タッチスクリーンは焼きたてほやほやを感知できる
ベルギーのハッセルト大学、Expertise Center for Digital Mediaの博士研究員であるFlorian Heller氏は、タッチスクリーンの電界において、人間の皮膚や金属以外でも静電容量を変化させることができると気づきました。ベーキングされた食べ物、特に焼き立てほやほやのものであれば、通電するのに十分な湿気を含んでいることがわかったのです。通電させることができれば、タッチスクリーンに認識させることができます。
マフィンの底にタッチポイントを作って識別させる
でも、触れたことがわかるだけでは面白くないですよね ? 先日公開された論文『 Muffidgets: Detecting and Identifying Edible Pastry Tangibles on Capacitive Touchscreens』において、Heller氏は研究チームが発案した特別なベーキングテクニックを紹介しています。マフィンの材料自体は、ひまわり油や水など一般的なレシピ通りでしたが、カップの底に特製のノッチのついた型を敷くことで、マフィンの底が特殊なパターンのタッチポイントになるようにしています。

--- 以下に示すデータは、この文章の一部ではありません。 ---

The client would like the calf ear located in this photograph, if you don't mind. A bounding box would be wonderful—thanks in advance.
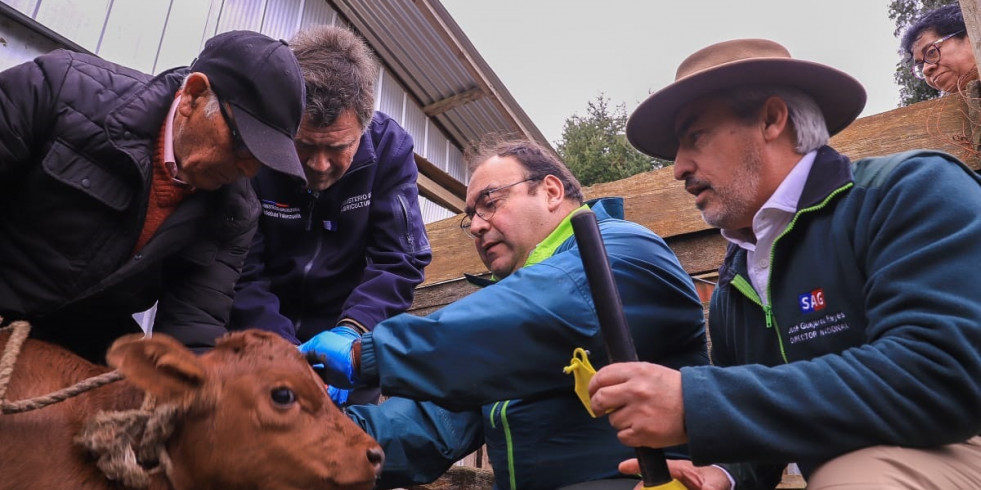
[106,334,204,401]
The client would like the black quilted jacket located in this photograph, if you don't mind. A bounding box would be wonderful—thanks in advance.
[0,51,259,359]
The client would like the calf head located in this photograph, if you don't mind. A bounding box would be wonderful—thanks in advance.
[107,330,384,489]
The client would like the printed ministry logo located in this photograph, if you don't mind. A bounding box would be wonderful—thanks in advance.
[798,288,825,313]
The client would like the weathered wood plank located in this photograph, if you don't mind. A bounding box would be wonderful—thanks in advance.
[422,94,981,294]
[831,94,981,169]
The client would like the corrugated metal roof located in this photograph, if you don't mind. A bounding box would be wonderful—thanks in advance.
[327,0,551,153]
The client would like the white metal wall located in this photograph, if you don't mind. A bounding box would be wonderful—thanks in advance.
[0,0,469,223]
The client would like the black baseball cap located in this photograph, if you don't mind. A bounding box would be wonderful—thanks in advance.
[190,31,307,183]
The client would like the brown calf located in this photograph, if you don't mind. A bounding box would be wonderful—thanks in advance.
[0,330,384,489]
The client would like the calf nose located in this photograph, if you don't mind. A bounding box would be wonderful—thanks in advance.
[368,446,385,478]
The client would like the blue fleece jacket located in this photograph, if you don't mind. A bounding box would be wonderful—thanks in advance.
[681,147,981,488]
[349,199,707,489]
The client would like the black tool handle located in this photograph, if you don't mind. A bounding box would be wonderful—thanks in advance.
[571,211,671,487]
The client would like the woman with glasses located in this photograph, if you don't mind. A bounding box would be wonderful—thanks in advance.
[901,3,978,93]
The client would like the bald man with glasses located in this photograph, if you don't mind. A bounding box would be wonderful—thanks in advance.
[300,137,707,490]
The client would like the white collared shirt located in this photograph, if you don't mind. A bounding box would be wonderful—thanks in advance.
[722,150,817,305]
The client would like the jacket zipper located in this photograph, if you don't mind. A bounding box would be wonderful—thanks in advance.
[293,191,324,332]
[732,182,855,363]
[490,400,518,490]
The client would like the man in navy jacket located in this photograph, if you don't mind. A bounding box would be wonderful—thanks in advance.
[590,39,981,490]
[231,26,431,401]
[0,31,304,361]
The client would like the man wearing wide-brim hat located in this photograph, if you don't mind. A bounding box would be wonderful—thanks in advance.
[590,39,981,490]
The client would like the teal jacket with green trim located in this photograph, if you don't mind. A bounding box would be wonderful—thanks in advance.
[348,198,707,490]
[681,147,981,488]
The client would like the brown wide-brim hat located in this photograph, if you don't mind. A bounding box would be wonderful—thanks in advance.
[627,39,865,160]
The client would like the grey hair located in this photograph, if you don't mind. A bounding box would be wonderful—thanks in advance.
[723,85,831,154]
[290,25,379,130]
[180,73,219,118]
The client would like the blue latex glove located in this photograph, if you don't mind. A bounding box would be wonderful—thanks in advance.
[299,325,361,388]
[327,385,351,408]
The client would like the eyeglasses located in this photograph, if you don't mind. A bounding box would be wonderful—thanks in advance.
[913,29,964,80]
[460,177,542,238]
[218,99,253,160]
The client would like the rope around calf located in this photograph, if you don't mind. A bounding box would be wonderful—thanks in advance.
[0,321,123,415]
[0,318,184,488]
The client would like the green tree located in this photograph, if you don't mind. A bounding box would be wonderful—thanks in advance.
[556,94,670,186]
[889,0,957,106]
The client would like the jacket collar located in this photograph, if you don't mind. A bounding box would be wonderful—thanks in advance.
[463,197,623,287]
[797,146,854,211]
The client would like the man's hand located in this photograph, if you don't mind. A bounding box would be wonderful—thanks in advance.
[589,362,688,448]
[619,458,731,490]
[327,385,351,408]
[300,326,361,388]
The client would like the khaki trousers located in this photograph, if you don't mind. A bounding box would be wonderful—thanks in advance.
[807,436,981,490]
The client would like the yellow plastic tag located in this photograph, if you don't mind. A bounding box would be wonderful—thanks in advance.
[643,480,688,490]
[562,347,596,418]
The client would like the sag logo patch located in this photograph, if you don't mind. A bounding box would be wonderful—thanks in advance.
[799,288,824,313]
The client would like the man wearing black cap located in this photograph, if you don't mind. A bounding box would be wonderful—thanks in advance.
[590,39,981,490]
[229,26,432,403]
[0,31,304,361]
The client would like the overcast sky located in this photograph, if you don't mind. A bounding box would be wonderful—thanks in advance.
[440,0,899,145]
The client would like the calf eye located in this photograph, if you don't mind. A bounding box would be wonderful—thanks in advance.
[269,387,296,407]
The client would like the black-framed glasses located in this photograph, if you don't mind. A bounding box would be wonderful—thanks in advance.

静電容量式タッチスクリーン は同時に複数のタッチを検知できるので、Heller氏はタッチポイントのパターンを複数デザインすることで、iPadのようなデバイスがマフィンの種類を識別できるようにしたのです。
アイデア次第で使い方いろいろ
こんな研究意味あるの? と思うかもしれませんが、使い方はいろいろ考えられます。パーソナライズされた、ちょっとした遊び心(朝食の時、マフィンを置くとパートナーからのメッセージが表示されたり)をくすぐるようなこともできるし、特定の焼き菓子の内容物を表示させたりもできるでしょう。アレルゲンとなるような材料を確認したい場合に、携帯のスクリーンに置くだけでチェックできるわけです。他にもカロリーや動物性物質の有無、あるいは単純にレシピへのリンクにすることもできるでしょう。もちろん、油でベタベタになったスクリーンを掃除したあとに、ですけど。